Jenice Lee, an opposition state assemblywoman from the state of Selangor near the capital Kuala Lumpur was among those detained.
"I am an elected representative, I am not fighting you," she said as she was dragged away.
Lim Kit Siang, a senior member of the national parliament with the opposition Democratic Action Party, was also barred from entering the assembly building.
He said the government's move had turned the area around the assembly into a "war zone" and said the refusal to allow protests was "a national and international disgrace".
|Wong Chin Huat, an activist, was arrested on Tuesday amid rising political tensions
The protests are the latest stage in a stand-off between the ruling coalition and the opposition, which last year scored its best ever result in national elections, taking control of five state governments.

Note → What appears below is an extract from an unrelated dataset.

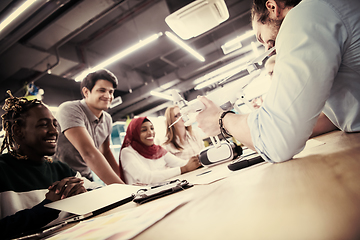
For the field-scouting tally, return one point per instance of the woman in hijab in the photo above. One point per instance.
(144, 162)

In February however, in a move led by Najib Razak, Malaysia's recently-installed prime minister, three opposition politicians in the Perak assembly were convinced to switch their allegiance to sit as independents.
That deprived the People's Alliance coalition of its majority in the state.
In the run-up to the protests in Ipoh, police arrested a further 19 people, including a politician from the country's Islamist opposition and a voting reform activist.
Mohamad Sabu, the vice president of the Pan Malaysian Islamic party (PAS), was arrested in Kuala Lumpur in a move that a police spokesman said was linked to the situation in Perak where he was due to lead prayers on Thursday.
On Tuesday, Wong Chin Huat a voting reform activist was arrested and charged with sedition after he urged Malaysians to wear black to protest the Perak takeover.
He faces up to three years in jail if convicted.
The spate of arrests have raised concerns among opposition leaders of a crackdown against critics of the government.
Najib, who took office on April 3, came to power promising to "uphold civil liberties" and demonstrate "regard for the fundamental rights of the people of Malaysia".
But Anwar Ibrahim, the head of Malaysia's opposition, said that despite Najib's "rhetoric of tolerance" the arrests showed the prime minister was "bent on using tough, draconian measures".
"That the campaign for people to wear black can be deemed as seditious and a threat to national security, this is ridiculous," he told Reuters ahead of Thursday's protests.
Anwar, a former deputy prime minister is to stand trial in July for sodomy, charges he says are politically motivated.
The former deputy prime minister-turned opposition figurehead was imprisoned on corruption and sodomy charges in the late 1990s, although the sodomy conviction was later overturned.